N'importe quelle variation de ce procédé, par la mutation du gène STAT1, peut avoir des conséquences graves pour des patients. Tandis que beaucoup de variants génétiques n'exerceront aucun effet sur l'immunité, certains peuvent mener à la sur-activation du noyau - ayant pour résultat des patients développant des infections fongiques persistantes.
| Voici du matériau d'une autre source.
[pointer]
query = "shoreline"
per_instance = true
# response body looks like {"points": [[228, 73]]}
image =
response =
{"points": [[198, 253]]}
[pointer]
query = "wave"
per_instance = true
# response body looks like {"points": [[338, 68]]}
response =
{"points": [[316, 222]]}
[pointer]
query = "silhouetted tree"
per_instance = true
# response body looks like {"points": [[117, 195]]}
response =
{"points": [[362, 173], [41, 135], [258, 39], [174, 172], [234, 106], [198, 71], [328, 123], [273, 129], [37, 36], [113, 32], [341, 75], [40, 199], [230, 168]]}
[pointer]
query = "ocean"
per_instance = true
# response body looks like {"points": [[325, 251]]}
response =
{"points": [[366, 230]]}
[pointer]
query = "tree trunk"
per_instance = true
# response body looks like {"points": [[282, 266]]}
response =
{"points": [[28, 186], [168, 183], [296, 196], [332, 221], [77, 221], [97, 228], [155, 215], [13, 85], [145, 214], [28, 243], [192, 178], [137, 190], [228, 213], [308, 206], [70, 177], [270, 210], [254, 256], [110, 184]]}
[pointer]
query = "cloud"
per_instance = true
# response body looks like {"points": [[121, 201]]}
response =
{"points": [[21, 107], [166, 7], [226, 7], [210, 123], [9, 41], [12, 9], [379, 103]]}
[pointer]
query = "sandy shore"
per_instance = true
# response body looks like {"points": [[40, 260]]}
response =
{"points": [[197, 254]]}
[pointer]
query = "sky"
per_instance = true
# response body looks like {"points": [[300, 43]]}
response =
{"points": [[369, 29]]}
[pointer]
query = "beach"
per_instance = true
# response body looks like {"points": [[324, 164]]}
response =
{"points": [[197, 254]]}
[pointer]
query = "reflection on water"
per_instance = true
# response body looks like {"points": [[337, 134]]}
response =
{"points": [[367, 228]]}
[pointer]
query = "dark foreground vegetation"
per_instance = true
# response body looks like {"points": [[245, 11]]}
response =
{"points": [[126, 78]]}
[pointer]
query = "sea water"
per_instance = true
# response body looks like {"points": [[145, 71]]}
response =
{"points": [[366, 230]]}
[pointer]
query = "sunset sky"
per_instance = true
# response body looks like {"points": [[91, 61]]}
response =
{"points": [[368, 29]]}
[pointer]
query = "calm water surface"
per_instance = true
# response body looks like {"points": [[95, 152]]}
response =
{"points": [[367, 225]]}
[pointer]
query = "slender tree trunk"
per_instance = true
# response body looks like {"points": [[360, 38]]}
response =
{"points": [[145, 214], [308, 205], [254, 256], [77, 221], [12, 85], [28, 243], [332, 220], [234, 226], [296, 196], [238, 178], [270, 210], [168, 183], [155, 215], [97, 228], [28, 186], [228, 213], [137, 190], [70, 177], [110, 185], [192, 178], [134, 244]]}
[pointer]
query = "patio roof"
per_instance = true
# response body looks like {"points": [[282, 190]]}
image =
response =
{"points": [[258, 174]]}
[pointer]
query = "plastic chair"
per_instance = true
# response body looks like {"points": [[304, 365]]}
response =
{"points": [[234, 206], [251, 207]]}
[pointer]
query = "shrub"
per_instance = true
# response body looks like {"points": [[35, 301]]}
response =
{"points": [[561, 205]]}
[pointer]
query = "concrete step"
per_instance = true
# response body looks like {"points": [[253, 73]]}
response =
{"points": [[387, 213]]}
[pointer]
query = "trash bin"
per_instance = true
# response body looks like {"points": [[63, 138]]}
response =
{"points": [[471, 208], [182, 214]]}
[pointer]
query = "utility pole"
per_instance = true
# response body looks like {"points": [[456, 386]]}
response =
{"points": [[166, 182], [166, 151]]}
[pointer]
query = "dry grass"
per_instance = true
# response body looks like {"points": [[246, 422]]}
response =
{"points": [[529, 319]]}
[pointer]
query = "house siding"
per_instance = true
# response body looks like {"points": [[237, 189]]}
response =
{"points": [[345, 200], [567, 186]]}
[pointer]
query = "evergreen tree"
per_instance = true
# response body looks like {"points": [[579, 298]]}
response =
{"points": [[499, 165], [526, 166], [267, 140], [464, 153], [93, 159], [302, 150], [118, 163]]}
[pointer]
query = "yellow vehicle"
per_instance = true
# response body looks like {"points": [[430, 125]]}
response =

D'autre part, les mutations qui réduisent la signalisation STAT1 gamma d'interféron, peuvent mener aux patients développant l'immunité réduite aux infections bactériennes. Dans des cas sévères, ces troubles peuvent se produire simultanément menant à la mort.

Problème

Les chercheurs de problème ont détermine quel trouble ces mutations rares, quand découvertes, aboutiront à dans les patients.

Les applications informatiques actuelles ne peuvent pas discerner si les mutations récemment découvertes augmenteront ou diminueront l'activation. Elles l'obtiennent également souvent incorrecte, déterminant des variations génétiques comme maladie entraînant quand en fait elles sont inoffensives.

Ajouté à ces difficultés est le fait que les différents types de mutations STAT1 se produisent dans des régions superposantes du gène - et les maladies très différentes qui donnent droit de temps en temps les sympt40mes assimilés de part !

Solution

Pour résoudre ce dilemme les chercheurs chez HU ont élaboré une technique et une base de données pour estimer le potentiel de la maladie des mutations STAT1. Cet impliqué mesurant l'activité d'activation montrée par des centaines de substituants induits d'alanine du mutant STAT1.

En mesurant la sortie transcriptionnelle pour chacune de ces derniers, ils pouvaient déterminer si les variations spécifiques mèneraient à l'activation accrue - entraînant la maladie fongique, ou l'activation diminuée - entraînant les bactériens.

Ils ont confirmé cette caractéristique neuf assemblée étaient précis et utiles en la comparant aux mutations STAT1 connues limitées retenues dans les bases de données globales, et en prévoyant avec précision l'effet de deux mutations récemment découvertes originaires des patients aux maladies STAT1 confirmées.

Les caractéristiques ont également contribué à la modélisation 3D de STAT1, aidant notre compréhension moléculaire de la voie STAT1 et comment la maladie se développe.

Potentiel réel

Les avancements récents en génome ordonnancent des technologies, telles que le prochain rétablissement ordonnançant (NGS), ont permis aux chercheurs pour découvrir rapidement des gigantesques nombres de mutations naturelles inconnues et des variations des patients. Les scientifiques doivent savoir si ce sont inoffensifs et peuvent être laissés en place, ou entraîner et le besoin de la maladie agissait au moment.

M. Okada croit que sa bibliothèque STAT1 génétique est la réponse et devrait être augmentée pour comprendre d'autres gènes en formant une vaste bibliothèque de référence génétique. Il croit que son utilisation conjointement avec des technologies de séquençage du génome résoudrait tous les mystères génétiques qui donnent droit - et aide au combat éternel dans la maladie de combat.